The Supercombo
Architecture
A thorough technical breakdown of Comma AI's end-to-end driving model — its design decisions, trade-offs, and what each component is really doing.
00 Pipeline at a Glance
Supercombo is a single unified neural network ingesting raw camera frames and a handful of scalars, outputting a complete scene representation in one 20 Hz forward pass on a Snapdragon 845.
01 Inputs
Primary — Stacked Frame Tensor
Camera frames are converted to YUV420 (planar) and two consecutive frames are stacked channel-wise, giving the CNN implicit access to optical flow without a separate flow estimator:
Why YUV? Hardware ISPs output YUV natively. Skipping the conversion saves compute on-device. YUV also separates luminance (geometry, edges) from chrominance, which can encourage cleaner feature hierarchies. Why two frames? The difference between frames encodes velocity and moving objects implicitly — no dedicated flow estimator needed.
Side Inputs (post-CNN, injected into GRU)
02 CNN Backbone
A custom ResNet variant designed for 128×256 YUV input. It global-average-pools its final feature volume to produce a 512-d scene summary for the GRU — no spatial feature map preserved.
| Choice | What Comma Did | Why |
|---|---|---|
| Resolution | 128×256 | ~4× smaller than detection models. Enough for road geometry; critical for 20 Hz on mobile SoC. |
| Output | Global avg pool → 512-d | Forces entire scene into a fixed token. Efficient but discards spatial localisation. |
| Architecture | Custom ResNet | Residual connections for gradient flow through ~13M params. Proven for structured prediction. |
| Input channels | 12-ch YUV pair | Atypical — first conv layer randomly initialised, no ImageNet transfer possible. |
The Calibration Transform
Before the CNN, frames are reprojected into a calibrated coordinate frame — a virtual camera pointing straight ahead, level with the road. This removes pitch/roll variation, so road geometry always appears at a near-constant location in the image. A manual inductive bias that dramatically simplifies what the CNN must learn.
03 GRU Temporal Module
A single GRU cell with 512 hidden units — the model's entire working memory. CNN embedding plus side inputs are concatenated as the GRU input vector each timestep.

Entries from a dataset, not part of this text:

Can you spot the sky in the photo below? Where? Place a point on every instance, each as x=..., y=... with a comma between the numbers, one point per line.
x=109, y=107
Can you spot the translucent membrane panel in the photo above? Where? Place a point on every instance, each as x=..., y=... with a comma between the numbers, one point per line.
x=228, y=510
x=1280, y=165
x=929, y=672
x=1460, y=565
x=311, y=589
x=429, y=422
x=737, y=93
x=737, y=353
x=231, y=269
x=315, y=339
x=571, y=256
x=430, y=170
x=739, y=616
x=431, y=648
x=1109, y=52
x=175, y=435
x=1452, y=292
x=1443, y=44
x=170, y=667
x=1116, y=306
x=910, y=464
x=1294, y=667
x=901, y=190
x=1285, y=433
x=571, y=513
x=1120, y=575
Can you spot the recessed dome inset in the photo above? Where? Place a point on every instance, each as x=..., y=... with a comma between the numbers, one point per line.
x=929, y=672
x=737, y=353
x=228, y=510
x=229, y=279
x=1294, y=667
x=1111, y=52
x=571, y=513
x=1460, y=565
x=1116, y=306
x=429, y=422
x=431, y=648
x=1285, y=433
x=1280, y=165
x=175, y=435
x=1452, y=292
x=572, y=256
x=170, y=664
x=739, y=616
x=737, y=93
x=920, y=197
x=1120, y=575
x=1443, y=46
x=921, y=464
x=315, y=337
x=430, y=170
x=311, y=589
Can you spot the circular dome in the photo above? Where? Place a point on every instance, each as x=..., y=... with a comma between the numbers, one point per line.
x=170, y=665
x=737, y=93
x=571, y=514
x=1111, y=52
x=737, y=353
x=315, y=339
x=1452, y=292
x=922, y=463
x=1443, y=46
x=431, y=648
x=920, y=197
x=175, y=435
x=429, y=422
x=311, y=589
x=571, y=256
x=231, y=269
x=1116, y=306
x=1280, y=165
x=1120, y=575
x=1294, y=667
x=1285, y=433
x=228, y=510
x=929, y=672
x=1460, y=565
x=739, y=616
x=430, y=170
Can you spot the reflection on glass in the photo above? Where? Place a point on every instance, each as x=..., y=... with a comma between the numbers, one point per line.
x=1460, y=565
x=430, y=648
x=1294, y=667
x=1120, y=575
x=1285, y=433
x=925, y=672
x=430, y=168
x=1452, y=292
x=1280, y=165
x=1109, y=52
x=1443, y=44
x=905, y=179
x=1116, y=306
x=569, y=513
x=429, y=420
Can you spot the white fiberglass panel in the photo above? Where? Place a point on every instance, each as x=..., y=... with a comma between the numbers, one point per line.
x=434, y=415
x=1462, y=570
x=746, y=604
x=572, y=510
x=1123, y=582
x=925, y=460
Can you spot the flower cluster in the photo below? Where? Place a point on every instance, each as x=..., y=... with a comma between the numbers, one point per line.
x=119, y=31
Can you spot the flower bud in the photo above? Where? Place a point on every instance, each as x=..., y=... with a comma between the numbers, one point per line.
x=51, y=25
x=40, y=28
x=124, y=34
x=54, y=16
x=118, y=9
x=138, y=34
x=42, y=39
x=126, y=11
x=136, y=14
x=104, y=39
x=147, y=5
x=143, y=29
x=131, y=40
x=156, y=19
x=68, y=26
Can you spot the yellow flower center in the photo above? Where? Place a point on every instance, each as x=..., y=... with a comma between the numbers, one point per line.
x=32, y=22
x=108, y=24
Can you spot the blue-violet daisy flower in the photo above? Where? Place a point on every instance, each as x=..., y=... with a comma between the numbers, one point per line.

Why GRU over LSTM? GRU merges cell and hidden state — ~25% fewer parameters than LSTM of equal width. For sequences measured in seconds on a latency-constrained device, GRU's effective context window is acceptable. The extra LSTM gate complexity isn't justified here.
State training protocol: First batch of each segment runs forward but doesn't update weights (warmup). State carries over between batches within the same segment (persistence). State zeroed at segment boundaries, matching deployment behaviour (reset).
04 Output Heads
The GRU output fans into independent FC branches, one per task, concatenated to (N, 6472). Multi-task learning: gradients from lane-line detection improve the shared representation used for path planning and vice versa.
Probabilistic Outputs
Almost every output is a distribution, not a point estimate. Waypoints as (μ, σ) Laplacian pairs. Wide σ → conservative control; narrow σ → confident control. The uncertainty is live information for the downstream planner.
05 Design Rationale
Why End-to-End?
Traditional ADAS stacks separate perception, tracking, prediction, and planning — each handoff introduces error and latency. Supercombo collapses all of these, allowing gradients to flow end-to-end and the model to develop joint representations serving all tasks simultaneously.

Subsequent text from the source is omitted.